Don’t expect consultants to stop. Nor will Russian hackers and others seeking to disrupt our politics. Policymakers must seize the initiative. One solution would be a traditional runoff election as Florida used to have for all its primaries. But that comes with downsides like the expensive slugfests we’re seeing in Georgia right now.
A better approach would be ranked choice voting, a proven tool that gives voters the power to rank candidates in order rather than just pick one. Already the law in Alaska and Maine for presidential elections, ranked choice voting is fair to candidates and voters alike and makes this kind of democracy-damaging mischief-making impossible.
Boosting “spoilers” only works because in a single-round system, it’s possible for a candidate to win with less than half the vote when more than two candidates run. Ranked choice voting gives voters an insurance policy. If a candidate wins 50 percent of the vote, they win, like any other election. But if no one reaches that mark, an instant runoff takes place. The candidate in last place is eliminated, and his or her votes are counted for each voter’s next choice.
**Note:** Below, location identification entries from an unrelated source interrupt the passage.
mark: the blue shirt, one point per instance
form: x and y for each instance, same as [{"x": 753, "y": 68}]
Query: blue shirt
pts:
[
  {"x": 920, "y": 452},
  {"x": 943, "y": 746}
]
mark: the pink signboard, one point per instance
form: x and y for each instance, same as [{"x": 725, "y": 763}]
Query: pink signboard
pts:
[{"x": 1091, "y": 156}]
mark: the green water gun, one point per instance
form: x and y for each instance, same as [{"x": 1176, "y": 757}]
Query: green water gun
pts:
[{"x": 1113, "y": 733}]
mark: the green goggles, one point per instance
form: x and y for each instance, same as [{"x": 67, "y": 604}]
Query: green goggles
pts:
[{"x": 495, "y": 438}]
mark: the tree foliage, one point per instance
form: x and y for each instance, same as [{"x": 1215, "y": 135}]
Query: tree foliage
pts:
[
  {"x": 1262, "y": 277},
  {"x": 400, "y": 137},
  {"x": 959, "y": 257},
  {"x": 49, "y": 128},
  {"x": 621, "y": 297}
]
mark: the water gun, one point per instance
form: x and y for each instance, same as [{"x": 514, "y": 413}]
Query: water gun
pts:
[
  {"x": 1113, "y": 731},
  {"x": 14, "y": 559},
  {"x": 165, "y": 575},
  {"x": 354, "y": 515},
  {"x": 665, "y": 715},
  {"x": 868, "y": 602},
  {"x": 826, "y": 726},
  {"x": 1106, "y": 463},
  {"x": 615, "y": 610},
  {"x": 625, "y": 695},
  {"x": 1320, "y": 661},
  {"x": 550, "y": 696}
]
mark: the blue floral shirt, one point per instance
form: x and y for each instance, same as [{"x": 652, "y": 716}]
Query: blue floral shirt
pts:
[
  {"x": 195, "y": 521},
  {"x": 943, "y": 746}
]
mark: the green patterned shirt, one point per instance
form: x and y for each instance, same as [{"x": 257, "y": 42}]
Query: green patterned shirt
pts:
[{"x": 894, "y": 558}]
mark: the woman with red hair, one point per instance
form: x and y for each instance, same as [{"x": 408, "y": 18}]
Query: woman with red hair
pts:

In Florida, for example, neither Garcia nor Jose Rodriguez earned more than half the vote. Alex Rodriguez would have then been eliminated, and his supporters’ backup choices would have tallied. There would be no incentive for partisans to put someone with a similar name on the ballot, and no purpose in trying to confuse voters.
It’s an absolute certainty that this tactic is coming to more of our elections. It would be irresponsible for our policymakers to not solve this problem with ranked choice voting. Let more candidates run.
But let’s be certain that voters — not dirty tricksters — have the ultimate power to pick winners and losers.
Rob Richie is president and CEO of FairVote, a nonpartisan electoral reform organization. Perry Waag serves on the board of Rank My Vote Florida. They wrote this for InsideSources.com.